Q2: What is the differential diagnosis?
In most reported cases, the presence of metallic mercury in the tissues was demonstrated by radiography, the metal being either at the site of introduction or in the form of emboli in the lung. The chest radiographs of patients with pulmonary mercury emboli are striking and reveal numerous abnormal metallic densities scattered throughout both lungs, mostly in the periphery. However HRCT findings have been described only in a few cases.1 HRCT of the thorax in this patient revealed multiple hyperdense foci clustered in the periphery of both lungs, more so in the lower zones; similar hyperdensities were also seen in the right ventricular apex. The diagnosis of mercury emboli is suggested by the density, size, and characteristic spherical shape of the mercury droplets. Pulmonary emboli occurring after lymphangiography or hysterosalpingography exhibit a diffuse haziness and are less dense. The presence of aspirated barium or bronchography contrast media may be diagnosed by their more linear nature, by review of previous radiographs, and by clinical history. Distinguishing between pulmonary emboli and aspirated intrabronchial mercury may be the most difficult. The presence of intraintestinal mercury suggests mercury aspiration. Identification of associated intracardiac mercury and mercury in the abdominal vessels and subcutaneous tissue of the extremities would indicate a diagnosis of mercury embolisation.

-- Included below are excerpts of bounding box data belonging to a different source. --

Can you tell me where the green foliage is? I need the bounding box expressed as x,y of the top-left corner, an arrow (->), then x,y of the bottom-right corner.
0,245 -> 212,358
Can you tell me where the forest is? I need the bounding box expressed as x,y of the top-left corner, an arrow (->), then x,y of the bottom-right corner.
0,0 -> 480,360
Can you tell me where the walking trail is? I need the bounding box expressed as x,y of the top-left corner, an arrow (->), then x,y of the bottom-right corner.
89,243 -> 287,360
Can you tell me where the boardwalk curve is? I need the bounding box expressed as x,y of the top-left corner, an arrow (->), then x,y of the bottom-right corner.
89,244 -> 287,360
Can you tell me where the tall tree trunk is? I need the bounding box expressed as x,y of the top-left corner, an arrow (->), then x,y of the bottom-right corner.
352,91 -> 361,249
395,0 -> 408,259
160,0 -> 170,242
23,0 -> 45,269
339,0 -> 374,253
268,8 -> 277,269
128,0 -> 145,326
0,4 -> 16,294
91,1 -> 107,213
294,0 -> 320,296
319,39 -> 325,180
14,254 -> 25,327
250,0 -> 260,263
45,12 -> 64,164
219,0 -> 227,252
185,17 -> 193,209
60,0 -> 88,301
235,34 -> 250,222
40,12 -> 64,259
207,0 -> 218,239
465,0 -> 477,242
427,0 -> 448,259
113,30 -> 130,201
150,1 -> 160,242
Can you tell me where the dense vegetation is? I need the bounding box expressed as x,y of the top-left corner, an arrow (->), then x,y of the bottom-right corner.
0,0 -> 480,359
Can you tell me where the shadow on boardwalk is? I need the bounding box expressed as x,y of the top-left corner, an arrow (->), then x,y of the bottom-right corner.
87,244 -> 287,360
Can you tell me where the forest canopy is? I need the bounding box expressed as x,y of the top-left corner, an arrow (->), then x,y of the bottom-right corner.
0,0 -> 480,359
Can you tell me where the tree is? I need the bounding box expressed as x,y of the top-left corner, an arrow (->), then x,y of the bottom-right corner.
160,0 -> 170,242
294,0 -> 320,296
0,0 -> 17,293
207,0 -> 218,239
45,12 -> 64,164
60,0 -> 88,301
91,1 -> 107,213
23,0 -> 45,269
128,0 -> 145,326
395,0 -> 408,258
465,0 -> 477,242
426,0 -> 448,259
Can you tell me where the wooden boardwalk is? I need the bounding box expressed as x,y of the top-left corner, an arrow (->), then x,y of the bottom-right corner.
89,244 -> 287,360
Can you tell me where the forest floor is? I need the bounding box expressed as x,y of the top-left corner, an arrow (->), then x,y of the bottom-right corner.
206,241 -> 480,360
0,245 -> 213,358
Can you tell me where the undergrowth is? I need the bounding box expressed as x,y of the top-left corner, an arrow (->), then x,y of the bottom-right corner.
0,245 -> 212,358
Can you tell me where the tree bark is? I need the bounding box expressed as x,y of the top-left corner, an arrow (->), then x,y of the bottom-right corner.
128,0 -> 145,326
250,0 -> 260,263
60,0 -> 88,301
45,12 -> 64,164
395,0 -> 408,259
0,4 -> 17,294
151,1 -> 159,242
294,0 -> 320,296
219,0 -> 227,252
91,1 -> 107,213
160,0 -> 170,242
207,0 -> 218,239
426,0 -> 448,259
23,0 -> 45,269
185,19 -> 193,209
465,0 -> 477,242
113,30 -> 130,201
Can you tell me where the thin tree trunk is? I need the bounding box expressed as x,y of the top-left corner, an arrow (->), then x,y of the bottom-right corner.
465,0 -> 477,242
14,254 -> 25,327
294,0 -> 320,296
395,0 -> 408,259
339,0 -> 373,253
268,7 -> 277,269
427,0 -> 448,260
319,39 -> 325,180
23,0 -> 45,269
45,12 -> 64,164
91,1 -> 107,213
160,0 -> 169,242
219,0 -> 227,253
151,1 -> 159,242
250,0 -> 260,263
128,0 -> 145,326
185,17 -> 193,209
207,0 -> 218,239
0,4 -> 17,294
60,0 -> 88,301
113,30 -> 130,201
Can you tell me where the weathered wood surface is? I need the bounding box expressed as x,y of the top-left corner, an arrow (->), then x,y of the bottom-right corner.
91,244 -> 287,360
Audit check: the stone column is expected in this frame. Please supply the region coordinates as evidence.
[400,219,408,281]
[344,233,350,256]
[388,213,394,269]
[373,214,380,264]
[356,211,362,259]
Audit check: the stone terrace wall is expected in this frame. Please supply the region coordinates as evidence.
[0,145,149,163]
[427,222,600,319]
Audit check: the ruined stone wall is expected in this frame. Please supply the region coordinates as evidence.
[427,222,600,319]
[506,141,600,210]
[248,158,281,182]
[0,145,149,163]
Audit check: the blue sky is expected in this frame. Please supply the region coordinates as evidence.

Mercury embolisation of the lungs is rarely reported.2 Pulmonary embolisation may be accidental or intentional—accidently from injury from a broken thermometer or from venous blood sampling with mercury sealed syringe, and intentionally from injection by drug abusers “for kicks”, or with suicidal intent.3 This patient tried to commit suicide by injecting metallic mercury (2.5 ml) from a broken thermometer, five days before admission. The metal reaches the right ventricle and is disseminated throughout the pulmonary tree. Roentgenographically, the appearance is distinctive because of the very high density of mercury, in the form of bilateral spherules or short tubular structures representing mercury filled arterial segments. Roentgenographs of the abdomen may reveal scattered mercury deposits as in this patient, due to passage into the systemic circulation via shunts.4-6 Multiple metallic densities in the lungs suggest mercury emboli as well as aspiration. Radiographic examination of possible injection sites and detailed history and evaluation of the chest, abdomen, and extremities can provide important evidence of intravenous administration. The presence of mercury in the right ventricle strongly suggests intravenous embolisation. Metallic mercury causes local chronic inflammation, however mercurialism—the clinical syndrome associated with mercury salt intoxication—has not been reported commonly with elemental mercury injection hence treatment with chelating agents such as dimercaprol (British antilewisite) and penicillamine is usually not warranted,5 as in this patient. Metallic mercury in the tissues is thought to undergo slow biological oxidation and may remain unchanged on chest radiography up to one year after injection, disappearing gradually.6 ,7
Metallic mercury pulmonary embolism.